An easy change is to play exactly the same lick an octave higher or lower. You’ll develop your knowledge of the fretboard and of different scale positions as well as exercise your fingers with different fingering patterns.

 

2. Change Key

Simply move a lick up or down the fretboard and you change its key. This is another great way to build your familiarity with the guitar fretboard.

 

3. Change Rhythm Pattern

Keep the original lick’s note pitches but make some changes to the rhythm pattern. Simply replace some note durations with different values. Your new licks don’t have to remain the same length as the original but if they do then they can be easily interchanged.

 

4. Change Notes

You can also start to play around with the pitches of the notes in your lick. Add an ascending movement instead of a descent, or vice versa, or try out larger or smaller intervals between notes. You can change as few or as many notes as you like.

 

5. Change Playing Effects

Add, remove, move or swap playing effects such as bends, slides, hammers and vibrato. You can also add chromatic movements to lead into notes from a half step (or more) below or above.

 

6. Reverse

This is a change that’s quite simple to do, but might not be so easy to play. Put the lick into reverse order and play it backwards from the last note to the first note.

 

7. Shuffle

Shuffle a lick by taking parts of it and changing their order, for example, reverse bars one and two of a two bar lick. You can shuffle beats within bars too.

 

8. Call And Response

Another good way to create new licks is to play the lick as a question and make up answers in call and response style.

 

Just play the original lick and then follow it up with whatever it inspires in you. In reality you will use many of the techniques described above when you do this, but the difference is that you learn to do it spontaneously. Remember to write down the licks you make up this way for future reference.

 

9. Change Tempo

Here’s a change that has to be included for completeness. It’s a very simple change, and easy to overlook, but often the whole character of a lick will change, not to mention the technical challenge it presents…

 

Now you know nine ways to make up new blues guitar licks to practice.

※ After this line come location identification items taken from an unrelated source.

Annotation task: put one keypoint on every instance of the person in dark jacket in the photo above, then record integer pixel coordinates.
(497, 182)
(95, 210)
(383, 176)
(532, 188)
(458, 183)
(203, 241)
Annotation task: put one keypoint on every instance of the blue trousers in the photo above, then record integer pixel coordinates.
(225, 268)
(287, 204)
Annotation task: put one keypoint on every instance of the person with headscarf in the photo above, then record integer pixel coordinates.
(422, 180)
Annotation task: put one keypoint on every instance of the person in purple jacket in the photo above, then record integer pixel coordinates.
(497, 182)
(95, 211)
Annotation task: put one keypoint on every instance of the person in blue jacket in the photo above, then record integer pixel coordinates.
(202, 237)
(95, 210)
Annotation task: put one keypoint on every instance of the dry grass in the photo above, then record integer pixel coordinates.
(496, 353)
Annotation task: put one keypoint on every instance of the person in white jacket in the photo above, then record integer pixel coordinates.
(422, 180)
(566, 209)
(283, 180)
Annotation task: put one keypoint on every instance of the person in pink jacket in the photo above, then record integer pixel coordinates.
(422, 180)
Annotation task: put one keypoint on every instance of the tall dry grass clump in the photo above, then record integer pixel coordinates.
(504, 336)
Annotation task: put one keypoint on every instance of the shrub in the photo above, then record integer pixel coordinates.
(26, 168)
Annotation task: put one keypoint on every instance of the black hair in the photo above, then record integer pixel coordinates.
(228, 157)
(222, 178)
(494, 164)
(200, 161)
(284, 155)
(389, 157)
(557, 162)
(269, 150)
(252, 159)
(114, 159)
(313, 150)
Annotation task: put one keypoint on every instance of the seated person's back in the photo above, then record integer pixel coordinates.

You can make up a lot of licks if you change only one thing at a time, if you combine two or more changes you’ll create a huge number of new possibilities.

 

Put these tips into practice to grow your blues guitar lick vocabulary and create personalized licks of your own inspired by those of your heroes. You can apply these techniques to the licks you pick up from books and magazines, or teachers you follow. Multiply the benefits of all these sources by learning how to easily create dozens of new licks from every one that you learn from them.